26 junho 2015

Queimar o gato porque é tradição


[foto de Leo Grübler, FLickr]

Apelar à tradição como argumento forte, tantas vezes único, tem menos consistência do que a vetustez da etiqueta faz crer.
História não são tradições fabricadas para justificar o eticamente condenável.
A História tem até emergido da desconstrução de mitos e preconceitos, tem registado como pode o novo proceder do velho ou como o velho se esconde à espreita em tanta novidade.

A História compõe-se do novo, compõe-se do velho.

Não vejo no respeito pelas tradições - o respeitinho, respeitinho! retrógrado - nenhuma essência da portugalidade. Encontro desejo de veneração por um passado imaginado em muitas culturas contemporâneas. Poderá ser refúgio de um presente que escapa entre dedos, poderá ser vestígio de passado autoritário, entranhado tanto mais quanto menos estranhado. Era reconfortante pensar que é tão português. Seríamos únicos num acidente histórico. Só que não somos.
Nesta linha, a tradição é imaginada e construída contra a mudança social, é avançada como o pau que avisa e antecipa o sentir da paulada. Respeitinho, portanto.
O apelo à tradição tem História mal contada, inertemente recontada e tem de História muito pouco realmente. Crítica não rima com tradição. Reflexão rima, mas do outro lado do espelho faz caretas à imóvel caricatura da tradição.

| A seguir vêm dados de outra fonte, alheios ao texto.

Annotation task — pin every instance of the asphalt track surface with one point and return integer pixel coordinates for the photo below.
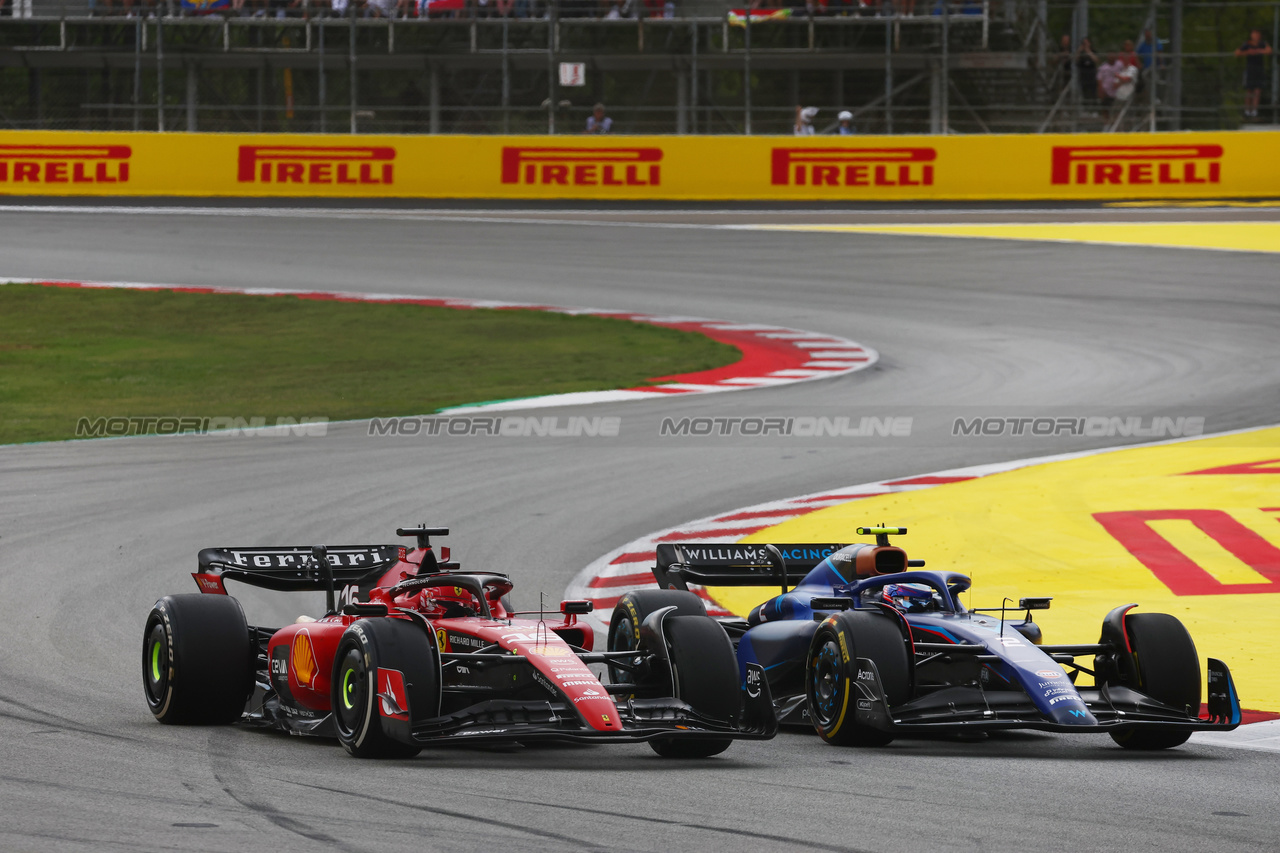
(95, 532)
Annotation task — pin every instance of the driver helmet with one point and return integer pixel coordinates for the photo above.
(455, 601)
(909, 597)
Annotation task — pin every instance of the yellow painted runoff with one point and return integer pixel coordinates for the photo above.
(1233, 236)
(1191, 529)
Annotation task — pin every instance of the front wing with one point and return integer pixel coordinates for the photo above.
(972, 708)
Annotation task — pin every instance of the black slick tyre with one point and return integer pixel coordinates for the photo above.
(370, 716)
(831, 674)
(704, 669)
(1168, 667)
(197, 660)
(634, 607)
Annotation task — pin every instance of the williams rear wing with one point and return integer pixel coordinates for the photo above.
(712, 564)
(295, 568)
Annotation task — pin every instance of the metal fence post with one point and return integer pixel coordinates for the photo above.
(137, 72)
(746, 76)
(351, 60)
(1175, 74)
(693, 82)
(946, 68)
(552, 23)
(192, 90)
(160, 73)
(435, 99)
(506, 80)
(321, 97)
(888, 76)
(1275, 64)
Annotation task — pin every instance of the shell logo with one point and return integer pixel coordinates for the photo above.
(302, 658)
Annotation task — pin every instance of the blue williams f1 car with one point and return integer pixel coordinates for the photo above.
(865, 646)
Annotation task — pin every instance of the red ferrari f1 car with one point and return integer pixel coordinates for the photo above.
(414, 651)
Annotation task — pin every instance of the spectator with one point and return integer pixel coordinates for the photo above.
(1147, 48)
(1065, 59)
(1109, 81)
(1128, 55)
(804, 119)
(598, 122)
(1087, 71)
(1255, 71)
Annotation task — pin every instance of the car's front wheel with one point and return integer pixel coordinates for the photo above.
(704, 671)
(384, 676)
(831, 675)
(1168, 667)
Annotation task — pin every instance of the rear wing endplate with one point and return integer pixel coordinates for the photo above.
(293, 568)
(726, 564)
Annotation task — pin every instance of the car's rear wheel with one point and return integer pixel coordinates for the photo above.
(632, 609)
(704, 671)
(197, 660)
(831, 675)
(1168, 666)
(384, 676)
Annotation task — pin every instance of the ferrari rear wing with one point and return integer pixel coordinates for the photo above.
(295, 568)
(714, 564)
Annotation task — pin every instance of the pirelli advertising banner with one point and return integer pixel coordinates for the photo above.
(1086, 167)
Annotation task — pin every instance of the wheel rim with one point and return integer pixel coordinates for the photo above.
(622, 639)
(351, 692)
(826, 683)
(155, 664)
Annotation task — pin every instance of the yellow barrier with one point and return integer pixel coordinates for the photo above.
(1083, 167)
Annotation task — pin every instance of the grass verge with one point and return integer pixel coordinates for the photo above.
(71, 352)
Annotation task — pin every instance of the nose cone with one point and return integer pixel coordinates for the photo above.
(1073, 714)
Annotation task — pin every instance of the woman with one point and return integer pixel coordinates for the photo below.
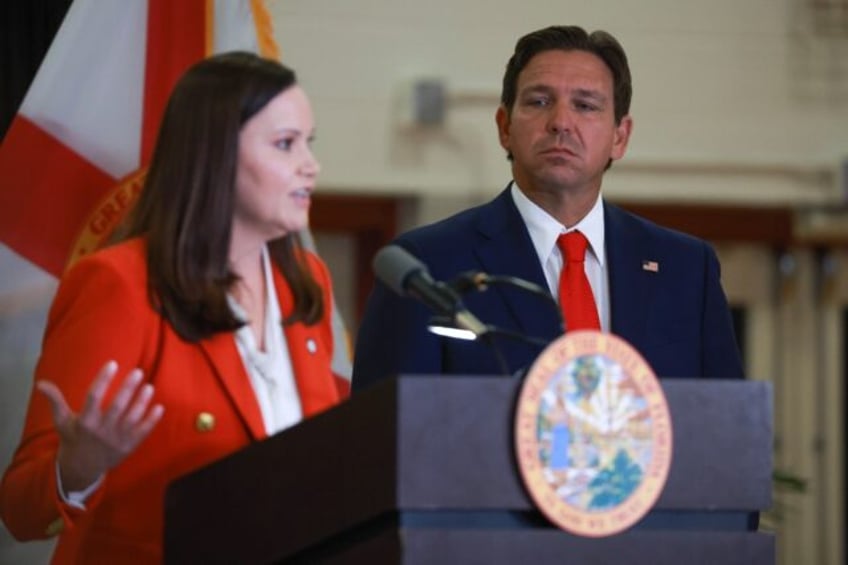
(209, 306)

Custa, sim custa. Viver rodeada de tanta tradição, tanto tabu que não se toca, tanta ladaínha que adormece e um presente de pés-de-barro que, visto com os óculos da tradição, é feito para não andar.
Bater na mulher, (foi?) tradição. Tourear, tradição. Elogiar as virtudes da pobreza e angariar pobres para a carteira de clientes da caridade, tradição. Constrangir na universidade, academicamente trajando saberes e diplomas que vão nus, tradição. Ai a corrupção e o dar uns jeitinhos, ai o trabalho mal pago e as gorjetas! Tradição.
Não é um passado, é um presente com podridão.

A tradição não é História nem popular: é popularucha, distorção; é caricatura, manipulação; é populista, invenção.

Em Portugal, recente ainda, a criminalização dos maus tratos a animais de companhia não é nenhuma tradição.
Fazer festa do espetáculo de um gato a arder, sem empatia ou comiseração é, alegadamente, tradição. Tradição, como tantas, feita de silêncios cúmplices: ninguém fez, ninguém viu, sem intervenção. Sempre se fez, qual é o problema, querem lá ver a modernice, repete a tradição.
Uma tradição com tanto de ignorância acomodada como de brutalidade indiferente. Precisa chamar-se tradição, como se defenderia uma aberração?
É preciso abrir as portas, arejar. Fechar o alçapão, iluminar. Denunciar publicamente, debater, conversar, protestar, tudo menos ignorar.

Infletir, infletir e sair da tradição. História precisa-se. É preciso fazer novas histórias.
O respeito pela dignidade, a revolta contra o sofrimento, a humanidade com que se deve olhar os animais são ferramentas no enterro da tradição.
Uma queixa foi registada. Alguém viu e publicamente denunciou, alguém reportou, alguém fez petição.
Não é o futuro que está à espera. É este presente, atolado, que não se quer tolerar mais.
A tradição foi como as cerejas, foi de começar. O Tempo das cerejas, vai de mudar. Estaremos já a andar?